Defense chiefs warn against budget cuts, say it would endanger US security
Defense Secretary Lloyd Austin and Chairman of the Joint Chiefs of Staff Gen. Mark Milley warned Congress on Thursday against cutting the Pentagon’s annual budget, arguing it would endanger U.S. security and reduce the nation’s war-fighting capabilities.
In their most extensive public comments yet on potential budget reductions, the defense chiefs pushed back against an agreement reached earlier this year among more conservative House Republicans to cap all discretionary spending at fiscal 2022 levels, which has led to concerns about defense spending cuts.
“We would have to cut a significant amount of programs,” Milley told Congress at a House Appropriations Committee hearing, specifically citing programs to increase artillery production and shipbuilding.
“The other thing that would be cut is readiness,” he continued. “Our training would be reduced significantly … all of those things would come down, all your readiness levels, everything that has been achieved [in the last decade] would start going in the opposite direction.”

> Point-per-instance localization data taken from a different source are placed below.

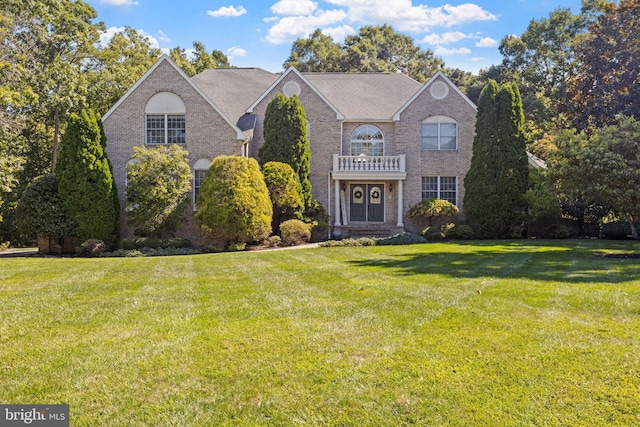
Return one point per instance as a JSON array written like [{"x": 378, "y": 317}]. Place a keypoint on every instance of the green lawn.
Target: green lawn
[{"x": 527, "y": 333}]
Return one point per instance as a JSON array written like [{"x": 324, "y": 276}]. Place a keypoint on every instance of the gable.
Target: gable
[
  {"x": 165, "y": 60},
  {"x": 440, "y": 87}
]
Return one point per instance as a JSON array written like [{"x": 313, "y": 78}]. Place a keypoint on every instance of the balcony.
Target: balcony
[{"x": 369, "y": 167}]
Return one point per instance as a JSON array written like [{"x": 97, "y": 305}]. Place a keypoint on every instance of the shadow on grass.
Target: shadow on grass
[{"x": 563, "y": 261}]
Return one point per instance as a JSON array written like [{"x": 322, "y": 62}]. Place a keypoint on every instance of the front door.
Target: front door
[{"x": 367, "y": 202}]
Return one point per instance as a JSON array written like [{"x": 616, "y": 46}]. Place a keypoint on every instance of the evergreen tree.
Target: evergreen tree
[
  {"x": 285, "y": 139},
  {"x": 498, "y": 176},
  {"x": 158, "y": 188},
  {"x": 85, "y": 182},
  {"x": 284, "y": 191}
]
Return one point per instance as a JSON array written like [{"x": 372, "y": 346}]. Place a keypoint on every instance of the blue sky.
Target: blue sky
[{"x": 259, "y": 33}]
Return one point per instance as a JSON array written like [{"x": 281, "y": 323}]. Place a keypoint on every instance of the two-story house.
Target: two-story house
[{"x": 380, "y": 142}]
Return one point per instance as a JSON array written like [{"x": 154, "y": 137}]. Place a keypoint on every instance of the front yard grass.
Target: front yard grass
[{"x": 538, "y": 333}]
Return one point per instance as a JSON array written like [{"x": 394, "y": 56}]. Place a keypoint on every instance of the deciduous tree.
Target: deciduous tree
[
  {"x": 85, "y": 183},
  {"x": 234, "y": 204},
  {"x": 158, "y": 188},
  {"x": 607, "y": 84},
  {"x": 497, "y": 179}
]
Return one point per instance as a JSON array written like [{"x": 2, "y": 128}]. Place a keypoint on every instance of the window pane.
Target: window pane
[
  {"x": 448, "y": 136},
  {"x": 176, "y": 129},
  {"x": 155, "y": 129},
  {"x": 429, "y": 187}
]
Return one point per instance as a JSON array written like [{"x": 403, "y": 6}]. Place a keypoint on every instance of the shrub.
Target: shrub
[
  {"x": 458, "y": 232},
  {"x": 92, "y": 248},
  {"x": 284, "y": 190},
  {"x": 401, "y": 239},
  {"x": 316, "y": 215},
  {"x": 432, "y": 233},
  {"x": 234, "y": 204},
  {"x": 85, "y": 183},
  {"x": 617, "y": 230},
  {"x": 158, "y": 188},
  {"x": 149, "y": 242},
  {"x": 295, "y": 232}
]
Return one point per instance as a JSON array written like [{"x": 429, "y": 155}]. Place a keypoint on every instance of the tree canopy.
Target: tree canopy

House Republicans are locked in a debt ceiling showdown with the White House as they look to reduce the national debt and slash what they consider out-of-control discretionary spending.
Speaker Kevin McCarthy (R-Calif.) agreed with more conservative lawmakers in January to cap all new discretionary spending at fiscal 2022 levels, although many in the GOP are opposed to reducing defense spending and have eyed larger nondefense cuts instead.
It remains unclear where exactly the GOP would make its desired budget cuts, and President Biden has pressured party leaders to release a specific budget proposal.
Some Republicans are eager to cut out defense programs they consider “woke,” including diversity, equity and inclusion training and efforts to address climate change, despite those programs making up a small portion of the budget.
The fiscal 2022 defense budget was about $780 billion, while the White House this month proposed a roughly $880 billion budget for all defense spending in fiscal 2024.
Austin said any cuts to the defense budget would impact the civilian workforce in the Pentagon and imperil cybersecurity programs amid threats from Chinese, Russian and Iranian malicious actors.
“If we cut those kinds of people, I think it will have a significant impact on our war-fighting capability,” the defense secretary said. “Cyber threats in this day and age are enormous and they come from every corner of the globe.”
“We need the right people, the talented people, to be able to continue to do the work we are doing,” Austin added.
Both Austin and Milley visited Capitol Hill on Thursday to testify about the Pentagon’s proposed 2024 budget as Congress considers the White House proposal released this month and works to authorize funds by the end of the year.
The Pentagon budget proposal includes large investments in the Pacific to deter Chinese aggression, programs to bolster the defense industrial base and hypersonic weapons development as well as the biggest pay raise for service members in 20 years.